In einer im Dezember vorigen Jahres von der Hans-Böckler-Stiftung vorgelegten Studie zur Solo-Selbstständigkeit in Deutschland und den Niederlanden wird festgestellt, dass hierzulande Gründungen aus der Not häufiger und der Anteil unfreiwilliger und prekärer Selbstständigkeit höher sind als im Nachbarland. Die LINKE im Bundestag hat voriges Jahr dieses Thema aufgegriffen, in dem sie unter anderem eine Große Anfrage mit über 150 Fragen zur sozialen Lage und Absicherung der Solo-Selbstständigen an die Bundesregierung stellte. Seit Ende vorigen Jahres liegt die Antwort vor. Diese muss nun ausgewertet und mit weiteren Anträgen und Gesetzesinitiativen untersetzt werden. Die Linkspartei stellt in drei Bundesländern die Arbeits- und Sozialministerinnen, eine gemeinsame Initiative über den Bundesrat wäre daher denkbar.
Ina Leukefeld, Mitglied des Thüringer Landtages, hatte kürzlich auf die teilweise prekäre wirtschaftliche Situation von Solo-Selbstständigen im Bereich der Digitalwirtschaft (»digitale Honorarsklaven«) verwiesen. Dies löste in der regionalen Presse Verwunderung aus, da ein Eintreten ihrer Partei für Selbstständige bisher anscheinend in der Öffentlichkeit nicht so recht wahrgenommen wurde. Das hat sicherlich Ursachen und Gründe, beim genauen Hinsehen aber trifft diese Wahrnehmung nur bedingt zu. Im August 2015 hatte sich Parteichefin Katja Kipping erstmals zu einem gesetzlichen Mindesthonorar geäußert und im darauffolgenden November eröffnete Dietmar Bartsch im »nd« die Diskussion über Mindesthonorare für Solo-Selbstständige. Nun sollte man annehmen, dass diese Forderung im Wahlprogramm konsequent weitergeführt wird. Im jetzt veröffentlichten Entwurf findet man sie lediglich im Abschnitt über Kultur und bezogen auf selbstständige Künstler. Die über zwei Millionen Solo-Selbstständigen werden insgesamt unter digitales Prekariat subsumiert. Da sehe ich eine Inkonsequenz - eine öffentliche Diskussion zu initiieren und dann nicht konsequent in das eigene Wahlprogramm zu übernehmen.

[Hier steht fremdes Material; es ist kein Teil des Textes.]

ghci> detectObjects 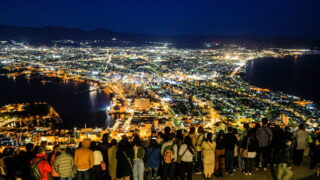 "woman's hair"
[206,132,212,143]
[189,127,196,134]
[90,141,98,151]
[184,136,194,154]
[299,123,306,130]
[149,139,158,148]
[198,126,204,134]
[118,136,130,150]
[243,123,250,130]
[110,139,118,147]
[132,134,142,146]
[218,130,224,136]
[176,129,183,140]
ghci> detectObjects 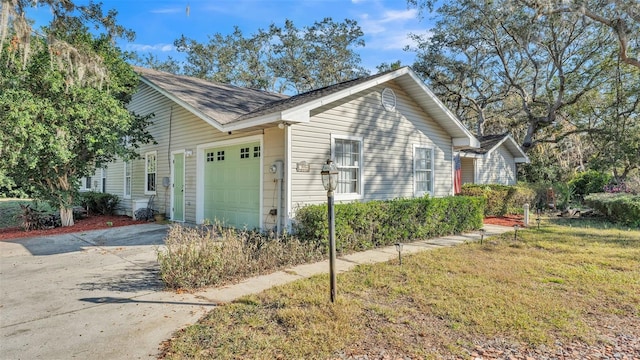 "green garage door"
[204,142,260,229]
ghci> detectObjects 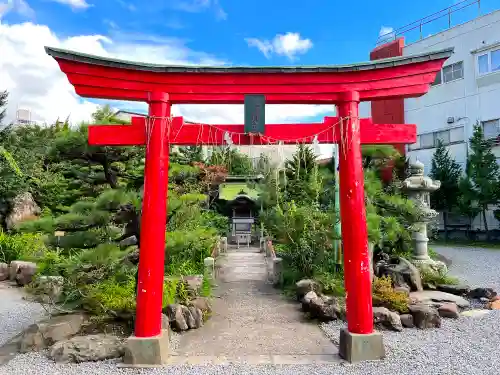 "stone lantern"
[403,161,447,273]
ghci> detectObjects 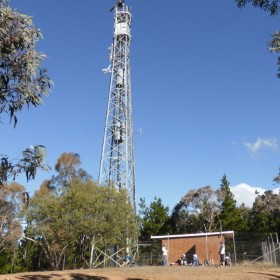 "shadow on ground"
[16,273,110,280]
[248,272,280,279]
[125,278,148,280]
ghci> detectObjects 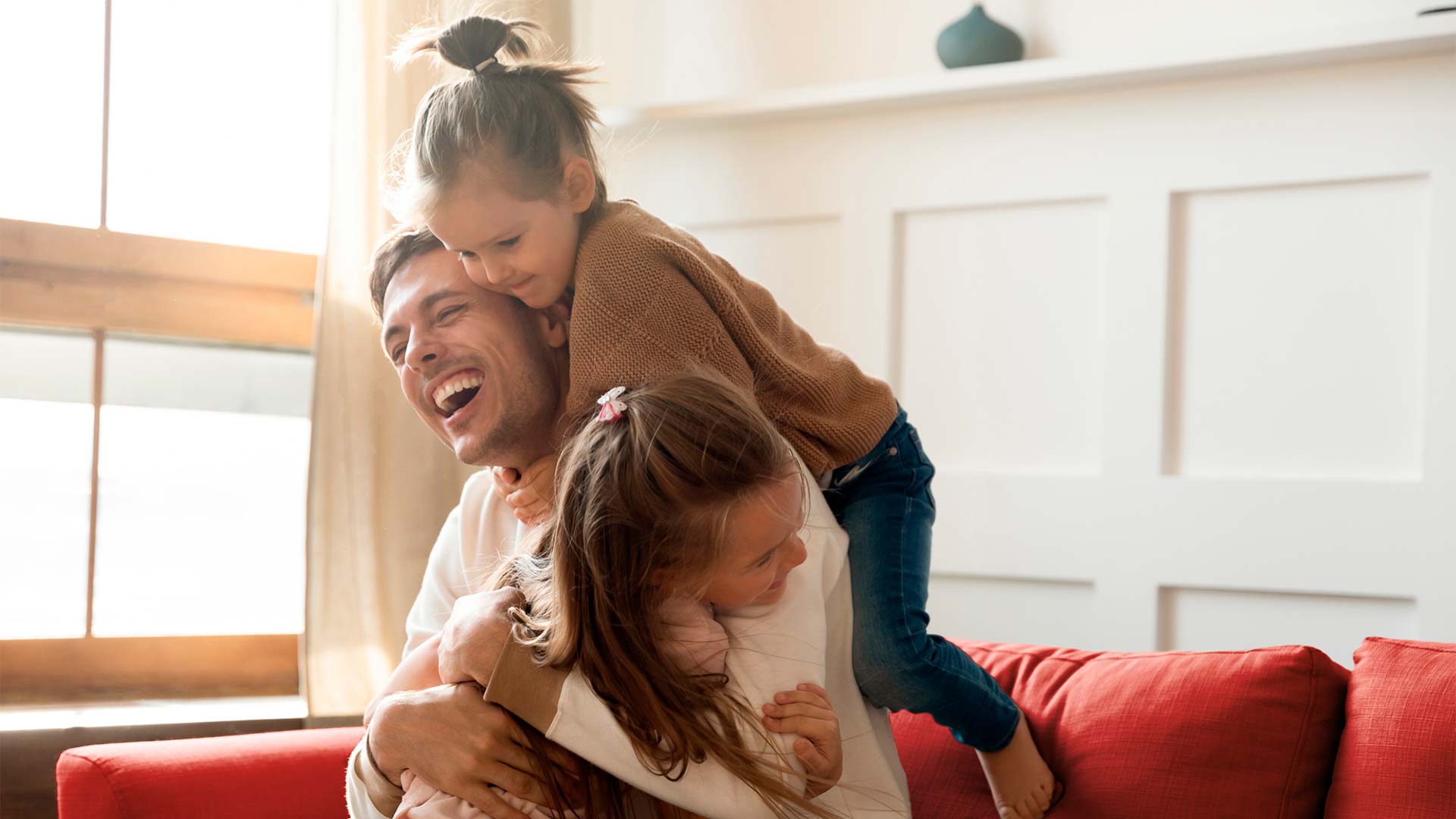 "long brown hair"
[391,14,607,223]
[495,375,836,816]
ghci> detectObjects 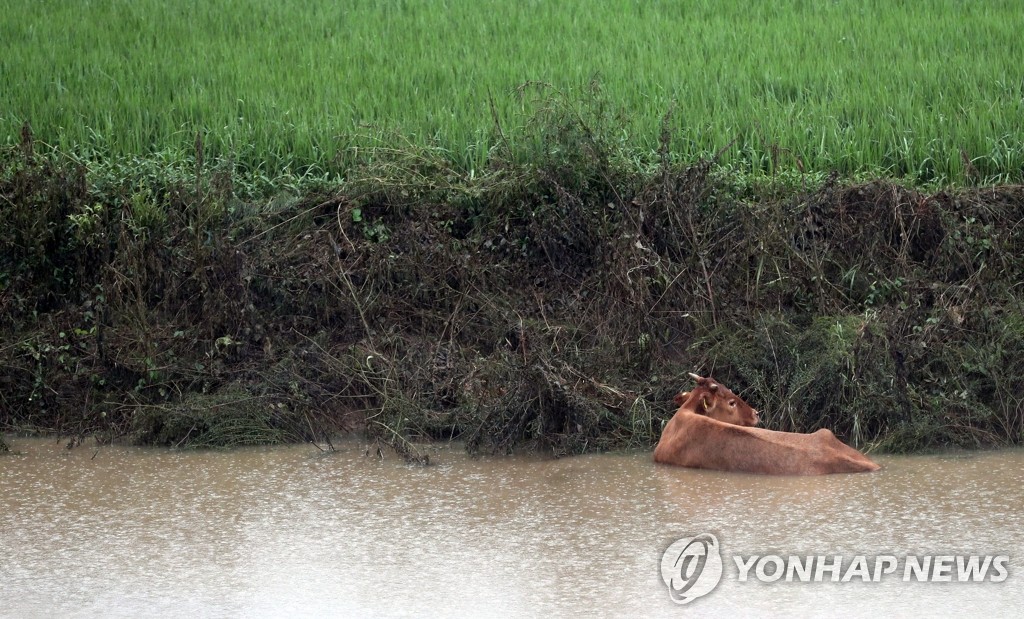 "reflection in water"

Die Linkspartei fordert seit langem einen gesetzlichen Mindestlohn von 12 Euro pro Stunde, der Argumentation dafür kann und soll nicht widersprochen werden. Aber was sagt sie den Kleinunternehmern zum Beispiel im Dienstleistungsbereich und im Handwerk, die diesen notwendigen Mindestlohn zahlen und erwirtschaften müssen? Welche Unterstützung wird ihnen angeboten? Im Entwurf des Wahlprogramms wird für Ostdeutschland eine kleinteilige Wirtschaftsstruktur festgestellt, also wird es hier auch die größten Anpassungsprobleme geben. Es fehlen Angebote für flankierende Maßnahmen, damit die kleinen Unternehmen den geforderten Mindestlohn auch zahlen können.
Fazit: Das Verhältnis zwischen der LINKEN und insbesondere den Solo-Selbstständigen sowie Kleinunternehmern ist nach wie vor ambivalent. Das Wahlprogramm würde eine Chance bieten für eine Klarstellung - in der Wirtschaft sind nicht nur abhängig Beschäftigte schutzbedürftig, sondern in zunehmenden Maße auch selbstständig Erwerbstätige. Diese klare Feststellung und das Bekenntnis zu den Konsequenzen daraus ist notwendig. Es sind also noch einige Antworten offen, warum Selbstständige im Herbst die LINKE wählen sollten.